Das Verhalten des zu spät aus dem Urlaub gekommenen Schalker Farfan und dem Hoffenheimer Demba Ba haben in der Öffentlichkeit eine Diskussion über das Verhalten der Profis entfacht. Christoph Schickhardt äußerte sich hierzu in der heutigen Ausgabe des Fachmagazins Kicker und am 5.Januar auf Bild.de.

1. Arbeitsverweigerung

Gegenüber dem „Kicker“ äußerte Christoph Schickhardt die Auffassung, dass in beiden oben genannten Fällen, es sich um Arbeitsverweigerung handelt, die im normalen Arbeitsleben zur fristlosen Kündigung mindestens aber zu einer Abmahnung bei Androhung der fristlosen Kündigung im Wiederholungsfall führt.

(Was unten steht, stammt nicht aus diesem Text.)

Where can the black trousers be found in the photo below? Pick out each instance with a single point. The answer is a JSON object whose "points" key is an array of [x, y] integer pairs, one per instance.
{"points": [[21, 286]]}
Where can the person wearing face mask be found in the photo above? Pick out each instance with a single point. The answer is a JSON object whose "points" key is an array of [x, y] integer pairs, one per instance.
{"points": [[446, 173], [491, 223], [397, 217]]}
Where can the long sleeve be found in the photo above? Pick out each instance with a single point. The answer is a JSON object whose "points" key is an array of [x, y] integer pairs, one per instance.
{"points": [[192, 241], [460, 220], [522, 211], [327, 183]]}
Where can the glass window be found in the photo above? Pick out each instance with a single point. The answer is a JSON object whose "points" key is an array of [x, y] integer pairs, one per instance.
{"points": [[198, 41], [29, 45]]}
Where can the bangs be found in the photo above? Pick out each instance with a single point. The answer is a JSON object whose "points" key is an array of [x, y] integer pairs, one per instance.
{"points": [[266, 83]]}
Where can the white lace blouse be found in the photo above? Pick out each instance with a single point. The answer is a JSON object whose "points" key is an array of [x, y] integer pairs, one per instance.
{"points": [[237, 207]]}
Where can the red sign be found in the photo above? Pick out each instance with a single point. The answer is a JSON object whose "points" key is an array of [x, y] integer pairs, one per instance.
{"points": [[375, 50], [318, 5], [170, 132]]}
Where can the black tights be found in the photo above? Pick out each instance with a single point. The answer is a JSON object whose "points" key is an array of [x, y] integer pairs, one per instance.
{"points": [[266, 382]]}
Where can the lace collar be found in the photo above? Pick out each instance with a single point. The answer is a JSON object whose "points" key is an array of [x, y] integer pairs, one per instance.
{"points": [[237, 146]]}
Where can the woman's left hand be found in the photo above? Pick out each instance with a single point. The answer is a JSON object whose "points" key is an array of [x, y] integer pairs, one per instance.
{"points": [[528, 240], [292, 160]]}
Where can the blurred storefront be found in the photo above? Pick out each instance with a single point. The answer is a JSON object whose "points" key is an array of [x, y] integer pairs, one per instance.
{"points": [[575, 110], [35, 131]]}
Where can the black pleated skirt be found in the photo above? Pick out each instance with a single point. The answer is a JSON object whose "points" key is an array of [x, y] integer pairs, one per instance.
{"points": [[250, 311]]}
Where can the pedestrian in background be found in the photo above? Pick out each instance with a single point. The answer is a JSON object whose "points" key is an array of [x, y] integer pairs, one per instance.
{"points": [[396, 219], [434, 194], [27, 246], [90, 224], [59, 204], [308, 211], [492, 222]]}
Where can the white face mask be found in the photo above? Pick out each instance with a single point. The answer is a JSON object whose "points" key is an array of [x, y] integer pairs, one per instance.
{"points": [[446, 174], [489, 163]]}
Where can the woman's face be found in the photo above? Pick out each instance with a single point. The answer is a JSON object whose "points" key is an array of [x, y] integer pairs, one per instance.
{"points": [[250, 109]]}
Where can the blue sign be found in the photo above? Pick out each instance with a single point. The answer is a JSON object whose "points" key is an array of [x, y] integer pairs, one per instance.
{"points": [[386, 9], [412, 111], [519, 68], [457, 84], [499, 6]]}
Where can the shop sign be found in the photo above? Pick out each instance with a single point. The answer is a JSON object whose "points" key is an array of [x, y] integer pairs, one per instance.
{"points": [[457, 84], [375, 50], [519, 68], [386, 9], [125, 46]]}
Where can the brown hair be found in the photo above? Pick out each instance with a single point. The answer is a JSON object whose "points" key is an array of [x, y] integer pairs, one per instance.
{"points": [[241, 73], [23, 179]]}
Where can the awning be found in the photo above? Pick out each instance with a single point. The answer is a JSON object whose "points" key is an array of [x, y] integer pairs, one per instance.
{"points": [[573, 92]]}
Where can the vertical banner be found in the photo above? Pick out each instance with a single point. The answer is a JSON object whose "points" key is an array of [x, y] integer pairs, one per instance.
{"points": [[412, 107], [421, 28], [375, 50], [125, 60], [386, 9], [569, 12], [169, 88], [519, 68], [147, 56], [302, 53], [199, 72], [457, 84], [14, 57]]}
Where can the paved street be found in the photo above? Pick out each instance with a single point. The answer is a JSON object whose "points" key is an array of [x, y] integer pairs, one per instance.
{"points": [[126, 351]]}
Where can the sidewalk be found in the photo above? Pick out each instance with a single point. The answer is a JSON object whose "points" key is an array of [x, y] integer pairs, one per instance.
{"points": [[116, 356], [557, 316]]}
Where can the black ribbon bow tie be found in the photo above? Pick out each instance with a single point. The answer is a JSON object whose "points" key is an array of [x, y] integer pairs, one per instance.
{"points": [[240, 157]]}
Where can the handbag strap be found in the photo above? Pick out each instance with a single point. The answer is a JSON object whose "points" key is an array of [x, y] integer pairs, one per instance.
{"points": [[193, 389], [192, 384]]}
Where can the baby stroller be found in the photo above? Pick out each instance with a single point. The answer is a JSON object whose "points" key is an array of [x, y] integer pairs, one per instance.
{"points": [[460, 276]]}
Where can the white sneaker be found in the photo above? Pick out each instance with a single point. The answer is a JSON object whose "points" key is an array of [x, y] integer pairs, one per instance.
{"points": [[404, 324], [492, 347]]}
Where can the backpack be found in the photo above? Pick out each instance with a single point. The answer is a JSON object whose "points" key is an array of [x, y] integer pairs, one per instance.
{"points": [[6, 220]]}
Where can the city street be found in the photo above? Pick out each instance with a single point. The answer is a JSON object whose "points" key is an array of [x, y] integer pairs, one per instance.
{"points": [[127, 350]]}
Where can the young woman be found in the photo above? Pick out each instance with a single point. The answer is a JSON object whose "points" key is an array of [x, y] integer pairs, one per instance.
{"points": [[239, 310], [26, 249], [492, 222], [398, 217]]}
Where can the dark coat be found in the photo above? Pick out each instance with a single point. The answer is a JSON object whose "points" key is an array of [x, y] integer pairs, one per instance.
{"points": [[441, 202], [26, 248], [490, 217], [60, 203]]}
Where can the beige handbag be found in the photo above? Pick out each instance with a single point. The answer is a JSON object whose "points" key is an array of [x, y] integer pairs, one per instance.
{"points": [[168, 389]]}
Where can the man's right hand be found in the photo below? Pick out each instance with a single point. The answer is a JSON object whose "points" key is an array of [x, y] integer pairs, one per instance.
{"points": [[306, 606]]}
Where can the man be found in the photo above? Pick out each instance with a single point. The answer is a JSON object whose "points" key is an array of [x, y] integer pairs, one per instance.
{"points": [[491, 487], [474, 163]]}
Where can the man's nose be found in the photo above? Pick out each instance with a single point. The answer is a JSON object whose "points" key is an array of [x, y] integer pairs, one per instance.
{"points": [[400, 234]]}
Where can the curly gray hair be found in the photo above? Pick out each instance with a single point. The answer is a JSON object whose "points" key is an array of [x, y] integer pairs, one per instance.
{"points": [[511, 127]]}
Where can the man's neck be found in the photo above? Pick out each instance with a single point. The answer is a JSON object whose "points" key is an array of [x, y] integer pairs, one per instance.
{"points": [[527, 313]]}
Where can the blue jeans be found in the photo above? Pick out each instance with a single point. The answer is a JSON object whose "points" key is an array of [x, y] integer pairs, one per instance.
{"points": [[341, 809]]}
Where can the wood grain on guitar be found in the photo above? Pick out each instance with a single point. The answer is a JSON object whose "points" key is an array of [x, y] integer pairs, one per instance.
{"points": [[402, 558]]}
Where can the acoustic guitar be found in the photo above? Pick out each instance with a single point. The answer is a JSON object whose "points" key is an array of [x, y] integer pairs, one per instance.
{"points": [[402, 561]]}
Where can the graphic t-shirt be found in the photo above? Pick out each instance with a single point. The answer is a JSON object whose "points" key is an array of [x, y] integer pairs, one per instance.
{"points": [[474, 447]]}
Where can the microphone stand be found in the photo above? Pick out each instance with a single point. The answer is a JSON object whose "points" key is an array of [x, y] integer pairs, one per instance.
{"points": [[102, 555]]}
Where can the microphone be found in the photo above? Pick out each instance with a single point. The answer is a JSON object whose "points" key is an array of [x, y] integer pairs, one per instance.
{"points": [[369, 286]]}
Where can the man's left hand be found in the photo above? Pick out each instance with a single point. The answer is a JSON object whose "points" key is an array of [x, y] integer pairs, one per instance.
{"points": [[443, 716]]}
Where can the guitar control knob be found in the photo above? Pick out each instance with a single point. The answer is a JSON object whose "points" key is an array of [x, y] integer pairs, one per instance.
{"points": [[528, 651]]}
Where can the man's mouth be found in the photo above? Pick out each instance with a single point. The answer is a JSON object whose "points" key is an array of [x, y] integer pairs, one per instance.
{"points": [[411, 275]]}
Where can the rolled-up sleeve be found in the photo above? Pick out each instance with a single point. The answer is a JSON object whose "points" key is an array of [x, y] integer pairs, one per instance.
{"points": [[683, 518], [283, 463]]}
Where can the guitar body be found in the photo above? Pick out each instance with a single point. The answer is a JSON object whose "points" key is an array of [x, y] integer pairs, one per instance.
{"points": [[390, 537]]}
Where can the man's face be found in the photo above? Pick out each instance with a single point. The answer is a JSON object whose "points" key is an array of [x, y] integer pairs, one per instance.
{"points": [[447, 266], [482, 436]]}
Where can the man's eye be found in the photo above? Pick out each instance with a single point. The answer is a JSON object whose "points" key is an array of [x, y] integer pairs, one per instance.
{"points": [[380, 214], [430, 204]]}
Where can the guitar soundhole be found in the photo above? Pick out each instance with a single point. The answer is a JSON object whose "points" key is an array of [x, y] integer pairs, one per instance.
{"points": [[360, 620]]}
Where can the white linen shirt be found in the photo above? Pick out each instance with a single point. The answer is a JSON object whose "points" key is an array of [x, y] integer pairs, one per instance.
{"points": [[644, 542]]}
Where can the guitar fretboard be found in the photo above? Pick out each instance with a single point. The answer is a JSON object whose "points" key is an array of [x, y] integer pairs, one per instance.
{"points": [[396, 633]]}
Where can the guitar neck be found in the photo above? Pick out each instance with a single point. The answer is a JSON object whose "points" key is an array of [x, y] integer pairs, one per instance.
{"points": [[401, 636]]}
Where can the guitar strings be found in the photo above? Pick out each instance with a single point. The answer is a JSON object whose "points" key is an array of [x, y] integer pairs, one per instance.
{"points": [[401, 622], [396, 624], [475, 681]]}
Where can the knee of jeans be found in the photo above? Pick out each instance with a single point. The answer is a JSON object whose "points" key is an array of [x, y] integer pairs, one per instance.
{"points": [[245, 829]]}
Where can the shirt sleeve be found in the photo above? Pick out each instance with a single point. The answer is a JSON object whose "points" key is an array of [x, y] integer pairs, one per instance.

2. Auswirkungen des Bosman-Urteils

Häufig wünschen sich bestimmte Spieler ein fristlose Kündigung. Seit dem Bosman-Urteil von 1995 kann der Spieler nach nationalem Arbeitsrecht im Prinzip ohne Ablöseentschädigung zu einem anderen Klub wechseln.

3. FIFA-Statuten

Nach Auffassung von Christoph Schickhardt ändern auch die FIFA-Statuten, die bei einem Vertragsbruch durch den Spieler Sperren bis zu sechs Monaten und weitere Sanktionen vorsehen nichts an dem Verhalten dieser Spieler, da bis es zu einer FIFA-Entscheidung kommt und letztlich der Internationale Sportgerichtshof in Lausanne entscheidet, zu viel Zeit vergeht.

3. Vereine sollen hart bleiben

Die Vereine sollten nach der Überzeugung von Christoph Schickhart nicht nachgeben. Die Vereine sollten sich dazu entscheiden, solche Profis in der zweiten Mannschaft oder auf der Tribüne schmoren zu lassen. Dies sei zwar zunächst teurer für den Verein. Aber langfristig das richtige Zeichen für die anderen Spieler und die Liga.